Daniel Zagury a considéré, entre autres, que le sujet pouvait être responsable d’avoir consommé de la drogue et donc responsable des conséquences de cette prise. On sait que le cannabis peut déclencher des délires chez les schizophrènes ou les sujets psychotiques, mais les effets sont loin d’être systématiques. Kobili Traoré a fumé du cannabis pendant des années sans faire d’épisode délirant aigu. La bouffée délirante aiguë exotoxique est particulière, car c’est le délire qui sous-tend l’acte, au moment des faits, et non la consommation de cannabis. Et aussi parce que le sujet n’est pas censé savoir qu’il peut délirer. En tout cas, nous ne sommes pas du tout dans une situation où quelqu’un animé par une intention criminelle se serait shooté à la drogue pour se donner de la force, se galvaniser, avec l’objectif de passer à l’acte.
D’aucuns doutent aussi de la «folie» de Kobili Traoré… Aurait-il pu simuler son état ?
Sur ce premier niveau de diagnostic, tout le monde est d’accord. Tous les experts ont diagnostiqué cette bouffée délirante. Bien sûr, la psychiatrie est une science humaine. On peut éventuellement leurrer un psychiatre, mais pas sept ! Sur le plan psychiatrique pur, il n’y a pas de débat. D’autant que dans ce dossier, nous avons un ensemble de témoignages. Souvent, nous devons nous contenter du seul discours du mis en cause pour l’évaluer.
Comment est-il possible que la justice ait retenu à la fois la dimension antisémite du crime et l’irresponsabilité pénale de son auteur ?
Cette question est légitime, mais la réponse peut faire débat.
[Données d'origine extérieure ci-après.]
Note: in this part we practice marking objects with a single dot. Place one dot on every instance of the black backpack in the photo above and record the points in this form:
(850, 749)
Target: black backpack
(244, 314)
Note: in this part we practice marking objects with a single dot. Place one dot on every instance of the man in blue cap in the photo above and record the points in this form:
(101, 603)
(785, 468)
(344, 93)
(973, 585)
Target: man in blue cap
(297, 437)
Certains ont relevé à juste titre une possible contradiction. En fait, il n’y en a pas si, on considère qu’une thématique du délire du sujet – en proie à un maelstrom entre le Diable, Dieu, la possession – a une dimension antisémite, mais que le sujet ne l’est pas forcément. Dans la dynamique délirante, il n’y a pas d’intentionnalité consciente, affichée, qui serait celle d’un sujet libre de toute affection mentale. Sur ce sujet complexe, l’expert décrit ce qu’il voit, ce qu’il entend, mais laisse chacun juge de son appréciation.